Saturday 9 February 2013

Mexican locals hand crime suspects to police

Authorities of the state of Guerrero in western Mexico were handed on 8 February 11 suspected criminals detained by armed residents who began to police parts of the state in January, in a move suggesting greater coordination between them and authorities they denounced as negligent in the face of crime. The detainees, suspected as involved in drug trafficking, killings and kidnappings, were handed over at the municipality of Ayutla de los Libres, one of four or five districts policed by indigenous militias and a Community Police. The authorities of Guerrero pledged to hand the detained over to the Public Ministry or state prosecutors, according to Proceso. The review observed that these were among 54 whom residents detained in January in the districts of Ayutla and nearby Tecoanapa and apparently identified as working for a local drug-trafficking gang whose leader was yet to be caught. The armed residents themselves were initially masked to avoid being identified by criminals. They had good reason to do so, as presumed criminals were reported on 8 February to have threatened one of their leaders with unspecified reprisals, apparently shortly before the 11 detainees were handed over. An unknown caller phoned Bruno Plácido Valerio, leader of the Union of Organized Peoples of the State of Guerrero (UPOEG), to say he would be hit "where it hurts most," Milenio reported. Plácido has not borne a mask and told Milenio that "someone had to be the face" of the self-defence movement, which he said he would not abandon.
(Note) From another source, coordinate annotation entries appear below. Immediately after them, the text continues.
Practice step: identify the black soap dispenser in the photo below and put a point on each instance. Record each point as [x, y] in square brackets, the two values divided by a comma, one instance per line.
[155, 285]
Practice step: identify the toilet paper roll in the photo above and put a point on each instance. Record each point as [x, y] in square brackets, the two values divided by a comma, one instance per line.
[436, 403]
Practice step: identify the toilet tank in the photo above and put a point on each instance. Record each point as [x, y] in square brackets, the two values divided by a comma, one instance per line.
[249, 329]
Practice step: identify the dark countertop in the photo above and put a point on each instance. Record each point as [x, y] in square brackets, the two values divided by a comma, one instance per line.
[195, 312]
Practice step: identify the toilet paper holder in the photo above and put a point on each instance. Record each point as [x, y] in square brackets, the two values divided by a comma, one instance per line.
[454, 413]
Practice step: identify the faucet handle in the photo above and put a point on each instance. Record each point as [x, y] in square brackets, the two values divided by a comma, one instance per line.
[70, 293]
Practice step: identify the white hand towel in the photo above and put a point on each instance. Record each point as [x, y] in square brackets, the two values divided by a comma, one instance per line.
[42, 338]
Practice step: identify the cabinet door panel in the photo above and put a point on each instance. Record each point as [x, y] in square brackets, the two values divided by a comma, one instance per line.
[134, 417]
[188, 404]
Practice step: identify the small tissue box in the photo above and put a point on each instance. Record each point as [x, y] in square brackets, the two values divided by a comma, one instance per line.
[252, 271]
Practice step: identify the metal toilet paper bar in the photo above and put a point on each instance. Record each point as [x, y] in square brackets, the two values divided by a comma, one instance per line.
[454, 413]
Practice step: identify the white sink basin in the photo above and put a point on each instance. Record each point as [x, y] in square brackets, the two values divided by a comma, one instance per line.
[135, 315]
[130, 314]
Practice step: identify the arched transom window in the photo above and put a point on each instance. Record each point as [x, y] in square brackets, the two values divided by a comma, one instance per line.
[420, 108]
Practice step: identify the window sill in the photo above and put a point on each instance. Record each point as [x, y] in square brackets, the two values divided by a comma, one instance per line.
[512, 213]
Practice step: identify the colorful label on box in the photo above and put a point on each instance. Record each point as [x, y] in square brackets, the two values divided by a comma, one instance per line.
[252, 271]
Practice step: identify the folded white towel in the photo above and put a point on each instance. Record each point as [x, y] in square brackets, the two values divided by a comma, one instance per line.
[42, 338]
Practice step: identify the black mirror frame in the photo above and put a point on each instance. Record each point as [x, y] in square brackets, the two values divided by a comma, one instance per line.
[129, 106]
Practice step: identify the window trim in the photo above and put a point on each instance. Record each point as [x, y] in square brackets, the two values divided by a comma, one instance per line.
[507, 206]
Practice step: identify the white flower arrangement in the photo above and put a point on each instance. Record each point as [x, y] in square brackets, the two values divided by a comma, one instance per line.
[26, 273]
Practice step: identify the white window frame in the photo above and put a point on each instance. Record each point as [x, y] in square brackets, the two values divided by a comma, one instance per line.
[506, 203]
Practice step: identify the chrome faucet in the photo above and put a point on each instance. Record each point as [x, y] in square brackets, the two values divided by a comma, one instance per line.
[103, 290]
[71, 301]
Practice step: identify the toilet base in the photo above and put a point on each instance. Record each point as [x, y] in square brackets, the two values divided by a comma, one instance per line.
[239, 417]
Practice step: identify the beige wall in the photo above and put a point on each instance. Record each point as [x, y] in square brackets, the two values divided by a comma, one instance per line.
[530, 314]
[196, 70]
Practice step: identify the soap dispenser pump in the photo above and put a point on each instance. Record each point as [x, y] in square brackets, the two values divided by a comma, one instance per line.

Venezuelan devaluation affects border trade

Venezuela announced on 8 February a devaluation of its currency the bolívar, in what a local economist termed a "confiscation" of Venezuelans' purchasing power that would also impact exporters from neighbouring Colombia, El Tiempo reported. The Colombian daily observed that traders in the frontier district of Cúcuta were waiting to see the devaluation's impact on demand in Venezuela for local products. Venezuela's Finance Minister Jorge Giordani told the press in Caracas on 8 February that the exchange rate of 4.3 bolívars to the USD was now 6.3, which made the dollar more than 46 per cent more expensive, El Tiempo reported. The daily stated that this was the bolívar's fifth devaluation since Venezuela's socialist government imposed currency controls in 2003. On Venezuela's black market the USD was reportedly trading for as much as 28 bolívars, signifying much higher prices for an array of imported consumer goods. As Venezuelans pointed out on networking websites, the devaluation of the official rate now signified a price hike of 46 per cent in imported goods. Giordani blamed speculation for the inflationary "bout" the country was suffering, but the opposition politician and governor of the state of Miranda Henrique Capriles accused the government of squandering its petrodollars, El Tiempo reported. He observed on the website Twitter that "oil is at 106 [USD per barrel] and they do a devaluation. They spent the money on their campaign, corruption and foreign gifts. Lying government!" In Cúcuta, a money changer told El Tiempo that the devaluation would impact supply and demand in the frontier zone. It might ensure an "abundance" of cheaper but mostly smuggled Venezuelan goods, while Venezuelan importers would be dissuaded from buying Colombian products that would soon cost more. The president of the Colombian exporters' association Analdex Javier Díaz told El Tiempo on 8 February that he hoped the market and inflation in Venezuela would soon absorb the rate change.